Talking to Washington Post writer Adam Kilgore, Davey Johnson said it didn't matter to him if people questioned his decision-making in the 9th inning Friday night. "Any manager in baseball, they will tell you," Johnson told the WaPost's Nats beat writer, "if you can get to your closer with a lead, you've done good. I don't give a rat's [behind] what anybody else thinks.

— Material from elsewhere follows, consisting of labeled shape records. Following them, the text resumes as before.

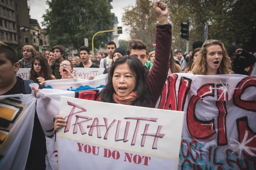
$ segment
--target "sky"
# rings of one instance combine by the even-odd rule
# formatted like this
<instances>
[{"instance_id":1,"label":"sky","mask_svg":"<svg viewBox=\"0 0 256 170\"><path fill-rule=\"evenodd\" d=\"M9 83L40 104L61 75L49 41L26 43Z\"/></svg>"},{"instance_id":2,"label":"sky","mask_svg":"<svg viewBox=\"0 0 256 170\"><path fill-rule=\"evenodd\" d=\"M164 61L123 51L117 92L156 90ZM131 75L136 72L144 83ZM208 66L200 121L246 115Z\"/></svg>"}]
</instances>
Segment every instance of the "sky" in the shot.
<instances>
[{"instance_id":1,"label":"sky","mask_svg":"<svg viewBox=\"0 0 256 170\"><path fill-rule=\"evenodd\" d=\"M119 23L118 26L122 26L122 34L120 34L118 37L119 40L129 40L128 33L125 31L125 27L123 26L122 23L122 17L124 12L123 8L129 6L134 6L136 0L113 0L111 3L113 8L111 11L115 14L117 17ZM40 26L42 26L41 23L43 21L42 18L45 11L48 8L48 6L46 4L45 0L28 0L28 5L30 6L30 13L31 18L37 20ZM41 27L41 28L43 27Z\"/></svg>"}]
</instances>

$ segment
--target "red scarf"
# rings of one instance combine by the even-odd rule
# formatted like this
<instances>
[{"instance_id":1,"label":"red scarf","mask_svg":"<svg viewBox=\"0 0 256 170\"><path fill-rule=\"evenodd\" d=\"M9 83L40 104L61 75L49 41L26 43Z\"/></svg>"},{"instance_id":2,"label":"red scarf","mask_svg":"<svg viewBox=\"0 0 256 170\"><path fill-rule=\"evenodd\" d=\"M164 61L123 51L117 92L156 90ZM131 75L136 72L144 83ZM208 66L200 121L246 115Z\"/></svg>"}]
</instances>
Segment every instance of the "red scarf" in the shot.
<instances>
[{"instance_id":1,"label":"red scarf","mask_svg":"<svg viewBox=\"0 0 256 170\"><path fill-rule=\"evenodd\" d=\"M120 97L116 93L113 93L113 99L116 103L122 104L122 105L131 105L132 102L139 96L137 95L137 92L133 91L124 97Z\"/></svg>"}]
</instances>

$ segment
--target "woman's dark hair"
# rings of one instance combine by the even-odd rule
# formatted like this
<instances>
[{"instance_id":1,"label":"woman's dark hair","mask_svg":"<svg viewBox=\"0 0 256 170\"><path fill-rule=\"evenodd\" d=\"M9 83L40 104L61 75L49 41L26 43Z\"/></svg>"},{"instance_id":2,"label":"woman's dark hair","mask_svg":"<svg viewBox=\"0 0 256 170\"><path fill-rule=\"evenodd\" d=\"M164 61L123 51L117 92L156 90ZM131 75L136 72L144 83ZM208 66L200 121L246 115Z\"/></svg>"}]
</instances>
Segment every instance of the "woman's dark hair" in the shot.
<instances>
[{"instance_id":1,"label":"woman's dark hair","mask_svg":"<svg viewBox=\"0 0 256 170\"><path fill-rule=\"evenodd\" d=\"M196 53L197 52L198 52L199 50L200 50L200 49L201 49L201 48L196 48L193 51L193 53L192 53L191 56L190 56L189 57L189 63L188 63L188 66L184 71L184 73L187 73L189 71L192 71L192 68L194 64L194 56L195 53Z\"/></svg>"},{"instance_id":2,"label":"woman's dark hair","mask_svg":"<svg viewBox=\"0 0 256 170\"><path fill-rule=\"evenodd\" d=\"M106 79L105 88L101 91L101 100L103 102L115 103L113 98L115 93L112 82L113 75L116 68L119 65L127 63L130 67L132 74L136 79L136 86L134 91L137 92L138 98L132 104L132 105L148 107L150 97L146 85L146 72L141 61L135 56L122 56L116 60L111 67Z\"/></svg>"},{"instance_id":3,"label":"woman's dark hair","mask_svg":"<svg viewBox=\"0 0 256 170\"><path fill-rule=\"evenodd\" d=\"M39 75L38 75L34 69L34 63L36 60L40 62L41 64L41 71ZM46 58L41 55L38 55L33 58L31 69L30 69L29 79L33 80L34 82L36 82L38 81L37 78L40 76L44 78L45 81L52 79L51 73L52 70Z\"/></svg>"}]
</instances>

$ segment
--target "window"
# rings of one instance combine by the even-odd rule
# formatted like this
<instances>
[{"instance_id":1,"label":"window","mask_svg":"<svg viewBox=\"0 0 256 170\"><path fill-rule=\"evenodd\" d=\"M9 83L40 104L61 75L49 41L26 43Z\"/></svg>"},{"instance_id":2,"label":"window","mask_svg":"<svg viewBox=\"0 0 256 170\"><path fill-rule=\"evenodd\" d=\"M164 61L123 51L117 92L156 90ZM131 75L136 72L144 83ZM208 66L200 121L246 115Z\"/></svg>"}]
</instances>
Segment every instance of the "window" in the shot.
<instances>
[{"instance_id":1,"label":"window","mask_svg":"<svg viewBox=\"0 0 256 170\"><path fill-rule=\"evenodd\" d=\"M29 38L25 38L25 43L26 44L29 43Z\"/></svg>"}]
</instances>

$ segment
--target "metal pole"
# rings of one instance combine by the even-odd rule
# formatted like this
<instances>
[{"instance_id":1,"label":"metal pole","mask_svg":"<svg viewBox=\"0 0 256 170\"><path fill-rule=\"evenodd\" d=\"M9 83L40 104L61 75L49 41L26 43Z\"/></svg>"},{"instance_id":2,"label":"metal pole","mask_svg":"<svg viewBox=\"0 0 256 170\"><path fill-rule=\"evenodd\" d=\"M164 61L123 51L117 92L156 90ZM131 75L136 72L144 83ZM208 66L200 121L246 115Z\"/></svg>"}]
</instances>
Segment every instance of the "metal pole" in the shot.
<instances>
[{"instance_id":1,"label":"metal pole","mask_svg":"<svg viewBox=\"0 0 256 170\"><path fill-rule=\"evenodd\" d=\"M186 40L186 51L187 52L187 54L189 54L189 40Z\"/></svg>"},{"instance_id":2,"label":"metal pole","mask_svg":"<svg viewBox=\"0 0 256 170\"><path fill-rule=\"evenodd\" d=\"M112 32L114 31L119 31L122 30L122 29L112 29L111 30L106 30L106 31L99 31L95 33L93 36L93 39L92 40L92 52L93 52L93 56L94 56L94 45L93 45L93 40L94 39L94 37L96 35L99 33L102 33L103 32Z\"/></svg>"}]
</instances>

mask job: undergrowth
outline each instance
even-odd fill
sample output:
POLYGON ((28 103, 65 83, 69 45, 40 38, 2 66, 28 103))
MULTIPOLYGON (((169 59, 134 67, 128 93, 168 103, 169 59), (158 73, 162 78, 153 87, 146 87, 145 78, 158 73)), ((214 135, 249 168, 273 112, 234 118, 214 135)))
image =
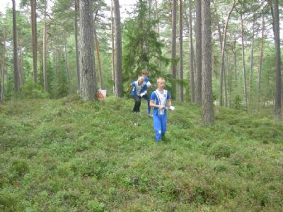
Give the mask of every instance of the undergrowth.
POLYGON ((279 211, 282 125, 258 114, 173 102, 154 141, 142 104, 22 100, 0 105, 0 211, 279 211))

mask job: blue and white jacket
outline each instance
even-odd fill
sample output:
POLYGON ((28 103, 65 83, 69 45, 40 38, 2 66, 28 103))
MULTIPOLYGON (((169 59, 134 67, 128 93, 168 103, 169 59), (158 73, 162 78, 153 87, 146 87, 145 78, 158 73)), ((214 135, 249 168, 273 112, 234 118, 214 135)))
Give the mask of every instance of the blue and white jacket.
POLYGON ((144 83, 139 86, 137 81, 134 81, 131 83, 132 87, 133 88, 131 94, 132 95, 138 95, 142 97, 144 95, 147 93, 147 86, 146 83, 144 81, 144 83))
MULTIPOLYGON (((151 101, 154 102, 155 105, 164 105, 166 107, 167 101, 170 100, 170 94, 169 91, 167 90, 163 90, 163 92, 161 93, 158 89, 156 89, 155 91, 151 93, 151 101)), ((163 115, 166 114, 166 109, 159 110, 159 108, 154 107, 154 115, 163 115)))

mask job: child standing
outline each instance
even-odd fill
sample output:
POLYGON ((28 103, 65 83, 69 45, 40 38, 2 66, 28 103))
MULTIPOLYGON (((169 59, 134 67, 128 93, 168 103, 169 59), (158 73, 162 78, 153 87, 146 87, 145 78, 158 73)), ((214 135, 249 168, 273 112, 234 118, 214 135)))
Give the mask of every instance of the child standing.
POLYGON ((166 132, 167 110, 166 106, 172 105, 170 94, 164 89, 165 80, 162 77, 157 79, 158 88, 152 92, 150 98, 150 106, 154 107, 154 126, 156 134, 155 140, 159 141, 166 132))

If it's a one-run lead, a two-run lead, you did it."
As for the criticisms thrown his way for his handling of the ninth, Davey Johnson responded in the WaPost article saying he'd considered walking Pete Kozma to load the bases with the pitcher (Jason Motte) due up and only one Cardinal (backup backstop Tony Cruz) on the bench, but as the Nats' skipper explained it in the Washington Post piece, he didn't like the idea of walking the bases loaded and letting the go-ahead run come in on a bases-loaded walk. "'Here's my closer,'" Johnson says, "'who's death on right-handers, and he's got a base open. He didn't execute.'"
In his final estimation, the Nationals' manager said he could have walked Kozma:
"You load the bases, you get their closer out. But you also make him have to make sure he doesn't walk [Cruz]. The only lack-of-experience thing was being too cautious with the catcher and Freese. That's where we lost the game.'"
Over the course of his three seasons in the majors, Storen's held RHB to a .210/.282/.329 line, and this season, which began late because he had elbow surgery, the right-hander had held opposing right-handed hitters to a .164/.253/.164 line in 34 games and 75 PAs. In the last month of the season, Storen posted a 1.17 ERA (2 ER in 15.1 IP) and a 1.27 FIP, walking no one and striking out 14 (8.22 K/9) in his final 17 appearances. On the strength of those outings, and in part because Tyler Clippard struggled down the stretch, with an 8.10 ERA, 4.59 FIP, 3 BB (2.03 BB/9), 14 Ks (9.45 K/9) in 13.1 IP in Sept/Oct, Storen found himself in the closer's role again at the end of the season, after Clippard had filled in admirably with Storen out and even after he'd returned.
Johnson had hesistated at first to move Clippard out of the ninth inning role, but his struggles down the stretch forced the manager's hand. Clippard returned to the set-up role he'd functioned so well in during previous seasons, but even he gave up a run on a HR by Descalso in the eighth. The "insurance" run the Nationals added in the bottom of the eighth gave the Nats a 7-5 lead and for a moment gave them some breathing room against a Cardinals team that wouldn't quit. One more strike and one more out from Storen in the ninth and the Nats would have moved on. Storen didn't get that last out until after the Cards took the lead.
"It's the best job when you're good at it and it's the worst job when you fail," Storen told reporters after the game that night.